Z-Wave routing uses singlecast w/ACK, routed singlecast w/ACK, and (in the case of route failures) explorer frames; each has an expected max timeout at the application level. In their Z-Wave routing tutorial, SiLabs shows typical application tranmission timeouts (for a 'large route diverse network') in the table below. Note that 25 second delays are possible and symptomatic of multiple retry attempts of a series of stored working routes. Tack on another few seconds for the explorer frame fallback and you get to the 30 second delays you're evidently experiencing.
The short video tutorials are worth watching to understand why the 25-30 second delays are possible.
Unfortunately knowing the 'why' doesn't lead to knowing 'how to fix'. Once you've followed the best practices you've got to rely on the protocol to do its job; a lot of stars have to align for things to work efficiently,
In a perfect Z-Wave world, the controller has an accurate inventory of all Z-Wave nodes and current knowledge their in-range neighbors. It must also update that inventory (via neighbor discovery/report at inclusion or repair) every time a node is included or excluded, if the nodes get moved, or the RF environment changes significantly. If calculated/distributed routes aren't 'correct', they'll be used, retried, and fail in succession leading to the explorer frame fallback and excessive response times.

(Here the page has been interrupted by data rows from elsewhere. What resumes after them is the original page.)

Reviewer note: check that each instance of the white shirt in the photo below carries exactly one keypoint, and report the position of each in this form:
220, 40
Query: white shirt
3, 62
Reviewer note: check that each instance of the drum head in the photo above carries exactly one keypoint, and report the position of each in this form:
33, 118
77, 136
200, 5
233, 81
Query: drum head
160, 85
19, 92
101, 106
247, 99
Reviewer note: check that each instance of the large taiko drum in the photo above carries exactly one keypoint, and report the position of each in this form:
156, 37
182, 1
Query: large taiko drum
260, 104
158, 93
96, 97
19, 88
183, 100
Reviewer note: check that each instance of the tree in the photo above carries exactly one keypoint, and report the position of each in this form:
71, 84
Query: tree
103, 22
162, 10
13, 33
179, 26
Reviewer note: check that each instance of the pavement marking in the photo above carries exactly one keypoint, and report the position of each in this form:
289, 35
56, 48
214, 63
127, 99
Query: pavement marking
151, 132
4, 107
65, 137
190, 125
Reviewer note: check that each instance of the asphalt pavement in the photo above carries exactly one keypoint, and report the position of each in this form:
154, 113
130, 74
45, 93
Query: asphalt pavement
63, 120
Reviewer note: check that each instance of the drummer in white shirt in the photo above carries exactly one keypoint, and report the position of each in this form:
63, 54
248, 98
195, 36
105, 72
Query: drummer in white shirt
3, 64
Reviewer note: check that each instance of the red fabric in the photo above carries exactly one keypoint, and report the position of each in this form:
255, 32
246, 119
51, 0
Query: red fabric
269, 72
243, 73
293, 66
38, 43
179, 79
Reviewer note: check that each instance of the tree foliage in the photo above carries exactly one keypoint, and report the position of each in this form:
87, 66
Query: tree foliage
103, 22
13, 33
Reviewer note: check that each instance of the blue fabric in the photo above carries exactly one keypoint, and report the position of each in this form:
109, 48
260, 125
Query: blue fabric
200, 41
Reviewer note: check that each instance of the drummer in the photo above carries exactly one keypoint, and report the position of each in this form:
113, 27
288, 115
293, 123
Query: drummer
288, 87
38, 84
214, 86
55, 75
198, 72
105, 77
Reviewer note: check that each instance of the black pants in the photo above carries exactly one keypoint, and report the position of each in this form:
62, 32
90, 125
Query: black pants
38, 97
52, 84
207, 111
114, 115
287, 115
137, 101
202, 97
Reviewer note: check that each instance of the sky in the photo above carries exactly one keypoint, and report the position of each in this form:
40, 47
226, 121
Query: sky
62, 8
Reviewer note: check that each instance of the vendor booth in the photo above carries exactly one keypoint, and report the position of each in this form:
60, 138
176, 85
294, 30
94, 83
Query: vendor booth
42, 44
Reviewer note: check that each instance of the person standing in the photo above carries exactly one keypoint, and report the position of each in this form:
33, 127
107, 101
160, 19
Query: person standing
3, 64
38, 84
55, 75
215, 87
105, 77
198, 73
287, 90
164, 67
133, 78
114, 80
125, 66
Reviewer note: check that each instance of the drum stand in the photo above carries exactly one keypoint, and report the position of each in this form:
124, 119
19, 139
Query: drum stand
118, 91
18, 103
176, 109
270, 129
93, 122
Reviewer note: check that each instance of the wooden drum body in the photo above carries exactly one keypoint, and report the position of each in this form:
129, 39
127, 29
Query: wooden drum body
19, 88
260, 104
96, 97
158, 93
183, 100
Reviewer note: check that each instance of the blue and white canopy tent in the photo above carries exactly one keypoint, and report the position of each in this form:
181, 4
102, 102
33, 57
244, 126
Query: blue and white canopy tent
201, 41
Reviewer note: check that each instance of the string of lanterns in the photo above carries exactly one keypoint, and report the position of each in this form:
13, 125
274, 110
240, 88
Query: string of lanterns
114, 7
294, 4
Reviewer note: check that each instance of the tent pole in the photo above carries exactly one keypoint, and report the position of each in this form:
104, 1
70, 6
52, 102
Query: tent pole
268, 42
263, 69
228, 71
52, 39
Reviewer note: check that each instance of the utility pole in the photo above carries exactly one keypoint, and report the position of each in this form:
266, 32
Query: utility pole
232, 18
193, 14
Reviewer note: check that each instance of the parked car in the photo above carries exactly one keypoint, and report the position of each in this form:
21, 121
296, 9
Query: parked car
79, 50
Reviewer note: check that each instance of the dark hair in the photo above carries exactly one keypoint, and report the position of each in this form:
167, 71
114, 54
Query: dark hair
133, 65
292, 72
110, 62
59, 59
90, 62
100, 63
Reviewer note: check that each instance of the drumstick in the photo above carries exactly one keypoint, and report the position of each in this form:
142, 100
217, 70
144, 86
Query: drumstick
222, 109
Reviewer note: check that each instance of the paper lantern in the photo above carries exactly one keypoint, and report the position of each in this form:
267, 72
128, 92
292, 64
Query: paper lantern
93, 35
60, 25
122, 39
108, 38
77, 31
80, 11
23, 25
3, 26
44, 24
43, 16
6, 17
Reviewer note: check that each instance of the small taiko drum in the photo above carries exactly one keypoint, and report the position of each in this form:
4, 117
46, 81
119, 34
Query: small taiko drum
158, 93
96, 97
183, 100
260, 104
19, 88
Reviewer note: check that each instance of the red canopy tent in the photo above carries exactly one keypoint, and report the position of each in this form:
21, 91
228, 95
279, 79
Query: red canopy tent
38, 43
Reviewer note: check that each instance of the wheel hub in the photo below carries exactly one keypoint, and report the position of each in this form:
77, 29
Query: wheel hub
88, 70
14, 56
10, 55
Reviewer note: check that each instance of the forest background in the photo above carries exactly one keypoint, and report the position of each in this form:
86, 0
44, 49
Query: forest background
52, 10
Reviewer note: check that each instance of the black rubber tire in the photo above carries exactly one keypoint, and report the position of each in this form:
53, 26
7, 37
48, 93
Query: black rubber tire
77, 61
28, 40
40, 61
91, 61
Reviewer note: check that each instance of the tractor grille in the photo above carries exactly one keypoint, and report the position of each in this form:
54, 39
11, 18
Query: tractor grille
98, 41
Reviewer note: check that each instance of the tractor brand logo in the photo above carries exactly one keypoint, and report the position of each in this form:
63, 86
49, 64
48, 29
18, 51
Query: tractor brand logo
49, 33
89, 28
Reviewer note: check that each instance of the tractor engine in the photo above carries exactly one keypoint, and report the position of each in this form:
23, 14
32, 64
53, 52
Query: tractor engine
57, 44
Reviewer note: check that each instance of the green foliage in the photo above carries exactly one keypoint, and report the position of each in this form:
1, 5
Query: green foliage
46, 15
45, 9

The nodes themselves must accurately report their neighbors, have sufficient memory to store a table of last working routes (otherwise they'll need to be repeatedly re-discovered) and keep those tables up to date.

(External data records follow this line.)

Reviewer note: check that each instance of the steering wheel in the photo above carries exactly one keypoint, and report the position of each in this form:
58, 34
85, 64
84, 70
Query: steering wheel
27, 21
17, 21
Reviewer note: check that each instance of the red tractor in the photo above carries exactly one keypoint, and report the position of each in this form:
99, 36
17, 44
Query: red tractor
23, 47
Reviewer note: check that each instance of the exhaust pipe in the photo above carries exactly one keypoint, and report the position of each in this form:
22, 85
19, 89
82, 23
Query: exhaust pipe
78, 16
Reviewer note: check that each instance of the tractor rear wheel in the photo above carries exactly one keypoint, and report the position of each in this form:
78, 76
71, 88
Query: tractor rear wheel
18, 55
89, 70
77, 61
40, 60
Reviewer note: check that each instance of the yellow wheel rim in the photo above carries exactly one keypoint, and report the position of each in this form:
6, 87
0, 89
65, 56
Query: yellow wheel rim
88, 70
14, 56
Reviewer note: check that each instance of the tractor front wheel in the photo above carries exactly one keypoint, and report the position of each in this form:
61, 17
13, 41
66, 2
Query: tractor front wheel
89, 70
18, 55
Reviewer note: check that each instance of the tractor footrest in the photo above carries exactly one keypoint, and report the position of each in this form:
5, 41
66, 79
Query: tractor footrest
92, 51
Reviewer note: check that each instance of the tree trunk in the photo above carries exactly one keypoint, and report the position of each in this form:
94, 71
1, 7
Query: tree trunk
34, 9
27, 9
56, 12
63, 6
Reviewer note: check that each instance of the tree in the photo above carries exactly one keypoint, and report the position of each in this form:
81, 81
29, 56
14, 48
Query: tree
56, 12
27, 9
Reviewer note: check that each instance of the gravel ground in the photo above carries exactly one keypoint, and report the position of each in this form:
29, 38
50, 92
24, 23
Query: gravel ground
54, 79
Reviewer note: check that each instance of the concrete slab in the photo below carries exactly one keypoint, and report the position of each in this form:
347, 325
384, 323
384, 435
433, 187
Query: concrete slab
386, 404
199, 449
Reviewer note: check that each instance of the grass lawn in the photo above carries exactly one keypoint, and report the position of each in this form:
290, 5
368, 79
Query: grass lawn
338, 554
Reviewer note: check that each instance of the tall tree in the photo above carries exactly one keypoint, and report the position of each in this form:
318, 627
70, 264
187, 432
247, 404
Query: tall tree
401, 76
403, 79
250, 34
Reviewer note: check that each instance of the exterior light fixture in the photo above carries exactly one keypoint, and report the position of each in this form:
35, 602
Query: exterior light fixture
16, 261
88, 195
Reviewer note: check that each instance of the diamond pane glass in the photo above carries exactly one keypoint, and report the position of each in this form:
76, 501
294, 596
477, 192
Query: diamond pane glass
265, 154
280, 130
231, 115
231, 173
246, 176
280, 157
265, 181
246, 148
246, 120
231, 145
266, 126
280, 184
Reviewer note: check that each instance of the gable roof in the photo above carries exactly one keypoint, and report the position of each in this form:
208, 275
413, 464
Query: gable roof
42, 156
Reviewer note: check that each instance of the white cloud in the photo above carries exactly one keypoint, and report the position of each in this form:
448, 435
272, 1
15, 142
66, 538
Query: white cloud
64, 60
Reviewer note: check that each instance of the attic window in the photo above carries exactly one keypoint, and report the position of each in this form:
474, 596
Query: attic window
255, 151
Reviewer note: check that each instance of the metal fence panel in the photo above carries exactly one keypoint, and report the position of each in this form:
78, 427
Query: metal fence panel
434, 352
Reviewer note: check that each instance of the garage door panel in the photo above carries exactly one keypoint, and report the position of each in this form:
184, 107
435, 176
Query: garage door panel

When listening to the tutorials (linked here: Z-Wave Mesh Performance
--videos 8 and 13 are the most informative) I got the impression that only devices based on newer SDK's (4.5 and 6.X) are capable of doing this; even so, as network size increases the expected retry timeouts make this scheme delay prone unless transmissions always are error free.
Throw the 700-series apparent teething problems into the mix and there's really not much an end user can do about it, other than subdivide a large mesh into a couple (or more) smaller ones-- that would effectively reduce the maximum expected timeouts by reducing hop count and route complexity. The fact that so many routes are showing 'direct' yet the response times you're seeing reflect routing failure/retry timeouts sure looks like there's a mismatch between the controller's view of the mesh and reality. Maybe that's at the root of the problems to be addressed by the expected firmware fixes.